Gunmen posing as public officials stormed a prison in southwestern Mexico on Friday, sparking a shootout that left five of the assailants and four inmates dead, officials said.
Six armed men entered the prison in the Guerrero state town of Iguala by fooling a guard into thinking they were delivering an inmate some time after midnight, police and prosecutors said.
CONFRONTATION
“Once in the prison, the armed group started a confrontation against inmates and later against guards in a security tower,” the state prosecutor’s office said in a statement.
The sixth assailant was wounded in the attack. A prison guard was also hospitalized with a bullet wound.
State authorities and army troops restored order in the prison, the prosecutors’ office said.
Federal police were deployed around the prison.
Authorities were investigating the motive behind the attack.
Police seized a stolen pick-up truck that had been used by the assailants.

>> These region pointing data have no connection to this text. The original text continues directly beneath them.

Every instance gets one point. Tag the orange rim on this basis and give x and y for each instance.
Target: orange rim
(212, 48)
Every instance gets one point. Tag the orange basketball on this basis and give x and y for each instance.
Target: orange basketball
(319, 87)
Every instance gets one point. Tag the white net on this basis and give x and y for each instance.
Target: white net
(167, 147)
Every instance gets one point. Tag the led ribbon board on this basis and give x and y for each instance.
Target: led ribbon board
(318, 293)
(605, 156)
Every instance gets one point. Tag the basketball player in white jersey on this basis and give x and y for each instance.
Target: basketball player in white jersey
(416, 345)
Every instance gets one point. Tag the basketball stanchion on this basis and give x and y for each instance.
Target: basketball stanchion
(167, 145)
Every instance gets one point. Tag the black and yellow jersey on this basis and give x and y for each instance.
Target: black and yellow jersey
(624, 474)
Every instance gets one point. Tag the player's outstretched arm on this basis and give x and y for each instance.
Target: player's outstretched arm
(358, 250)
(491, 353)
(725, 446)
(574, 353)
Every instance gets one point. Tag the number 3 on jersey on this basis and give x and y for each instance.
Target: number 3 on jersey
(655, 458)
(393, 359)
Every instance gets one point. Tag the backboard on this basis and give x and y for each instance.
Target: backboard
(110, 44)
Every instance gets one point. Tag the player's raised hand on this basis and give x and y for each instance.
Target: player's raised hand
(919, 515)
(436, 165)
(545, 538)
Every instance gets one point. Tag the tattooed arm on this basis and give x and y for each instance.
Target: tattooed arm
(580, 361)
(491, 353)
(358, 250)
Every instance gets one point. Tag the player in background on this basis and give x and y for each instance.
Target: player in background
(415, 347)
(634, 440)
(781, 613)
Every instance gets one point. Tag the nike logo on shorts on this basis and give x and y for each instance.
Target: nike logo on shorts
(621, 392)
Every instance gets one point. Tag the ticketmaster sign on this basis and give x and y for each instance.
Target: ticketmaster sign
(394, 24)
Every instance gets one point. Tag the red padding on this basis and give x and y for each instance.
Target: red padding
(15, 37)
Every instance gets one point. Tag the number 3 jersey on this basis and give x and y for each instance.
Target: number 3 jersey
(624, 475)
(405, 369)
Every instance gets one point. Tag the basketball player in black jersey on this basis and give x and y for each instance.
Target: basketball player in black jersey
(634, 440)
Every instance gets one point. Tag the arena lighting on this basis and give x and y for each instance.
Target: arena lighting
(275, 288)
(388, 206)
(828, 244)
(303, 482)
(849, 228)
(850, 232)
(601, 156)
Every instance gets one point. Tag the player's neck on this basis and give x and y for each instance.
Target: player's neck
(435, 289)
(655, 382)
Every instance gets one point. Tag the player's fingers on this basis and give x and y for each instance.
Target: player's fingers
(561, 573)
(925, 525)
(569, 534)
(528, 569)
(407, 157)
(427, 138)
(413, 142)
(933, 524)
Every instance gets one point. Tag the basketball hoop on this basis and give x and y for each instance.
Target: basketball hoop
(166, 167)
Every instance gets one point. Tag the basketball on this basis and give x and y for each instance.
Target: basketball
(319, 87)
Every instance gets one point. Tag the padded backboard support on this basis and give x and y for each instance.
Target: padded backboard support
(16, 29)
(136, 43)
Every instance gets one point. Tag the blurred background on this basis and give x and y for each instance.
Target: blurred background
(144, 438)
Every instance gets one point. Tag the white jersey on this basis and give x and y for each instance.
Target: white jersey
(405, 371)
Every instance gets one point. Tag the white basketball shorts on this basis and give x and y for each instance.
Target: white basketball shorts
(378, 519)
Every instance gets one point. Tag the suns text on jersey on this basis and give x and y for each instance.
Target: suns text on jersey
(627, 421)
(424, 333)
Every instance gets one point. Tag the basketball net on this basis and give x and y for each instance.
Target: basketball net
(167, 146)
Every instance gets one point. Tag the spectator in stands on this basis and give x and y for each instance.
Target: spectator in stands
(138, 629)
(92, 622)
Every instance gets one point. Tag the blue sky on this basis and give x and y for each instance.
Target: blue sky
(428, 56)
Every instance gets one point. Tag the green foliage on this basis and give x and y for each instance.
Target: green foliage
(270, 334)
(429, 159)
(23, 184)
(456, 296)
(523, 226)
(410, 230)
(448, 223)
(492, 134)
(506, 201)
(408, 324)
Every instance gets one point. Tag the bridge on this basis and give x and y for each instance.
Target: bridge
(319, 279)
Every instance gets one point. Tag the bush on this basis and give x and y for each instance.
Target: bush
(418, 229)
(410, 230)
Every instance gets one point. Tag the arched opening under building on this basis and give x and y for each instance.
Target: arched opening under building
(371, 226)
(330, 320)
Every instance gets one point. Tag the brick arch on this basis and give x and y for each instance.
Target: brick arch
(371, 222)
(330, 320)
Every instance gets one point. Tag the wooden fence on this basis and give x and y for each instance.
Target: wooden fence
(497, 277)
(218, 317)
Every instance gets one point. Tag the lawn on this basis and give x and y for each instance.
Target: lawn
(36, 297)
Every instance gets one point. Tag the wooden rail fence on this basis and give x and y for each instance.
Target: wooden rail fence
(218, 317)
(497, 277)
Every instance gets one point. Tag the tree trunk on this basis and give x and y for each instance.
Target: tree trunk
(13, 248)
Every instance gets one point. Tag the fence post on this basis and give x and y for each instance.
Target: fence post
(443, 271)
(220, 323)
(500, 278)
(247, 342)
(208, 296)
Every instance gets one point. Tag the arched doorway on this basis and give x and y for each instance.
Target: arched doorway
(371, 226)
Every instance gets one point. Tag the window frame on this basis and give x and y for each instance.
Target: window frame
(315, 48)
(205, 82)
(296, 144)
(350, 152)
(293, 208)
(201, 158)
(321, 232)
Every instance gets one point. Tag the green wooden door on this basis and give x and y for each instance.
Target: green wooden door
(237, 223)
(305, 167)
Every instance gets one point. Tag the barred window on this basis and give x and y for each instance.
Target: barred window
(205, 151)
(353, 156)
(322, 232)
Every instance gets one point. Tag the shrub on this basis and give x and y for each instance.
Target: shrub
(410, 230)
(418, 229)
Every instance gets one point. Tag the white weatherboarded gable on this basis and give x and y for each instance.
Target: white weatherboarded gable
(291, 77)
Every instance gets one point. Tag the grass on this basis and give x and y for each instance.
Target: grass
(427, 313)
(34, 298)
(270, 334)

A state police official, speaking on condition of anonymity, said the assailants were carrying heavy-caliber weapons.
One of the dead inmates was a convicted cocaine dealer, another was a kidnapper and the two others were imprisoned for carrying illegal weapons. Three were in their 20s and one was 41 years old.
Guerrero is home to the fabled beach resort of Acapulco, but also high poverty and crime.
It has become the deadliest state in Mexico, with 2,310 murders in 2012 and 1,916 in the first 11 months of last year amid deadly turf battles between drug gangs.
INCREASED VIOLENCE
The National Human Rights Commission said in November that violence has increased in Mexico’s prisons.
The commission found in an annual report that 65 of the country’s 101 most populated prisons were under the control of convicts in 2012, a 4.3 percent increase from 2011.
The commission said the number of riots, fights, escapes and homicides had increased, with 73 acts of violence that left 154 inmates dead and 103 wounded. Another 261 inmates escaped.
JAIL BREAK
In the latest prison break, officials in the central state of Morelos said four inmates escaped from their cells in the town of Xochitepec early on Friday.
A Morelos state public security official said that the fugitives used a rope and a ladder to climb one of the prison’s towers and jump a wall with the help of a guard.
The four convicts had been imprisoned for kidnapping and carrying illegal weapons.
Guards are often involved in prison breaks in Mexico.
In September 2012, 132 inmates snuck out of the front door of their facility in Piedras Negras, a city near the US border in the northern state of Coahuila.
The prison’s director and security chief were detained following the mass prison break, which the Zetas drug cartel was suspected of masterminding.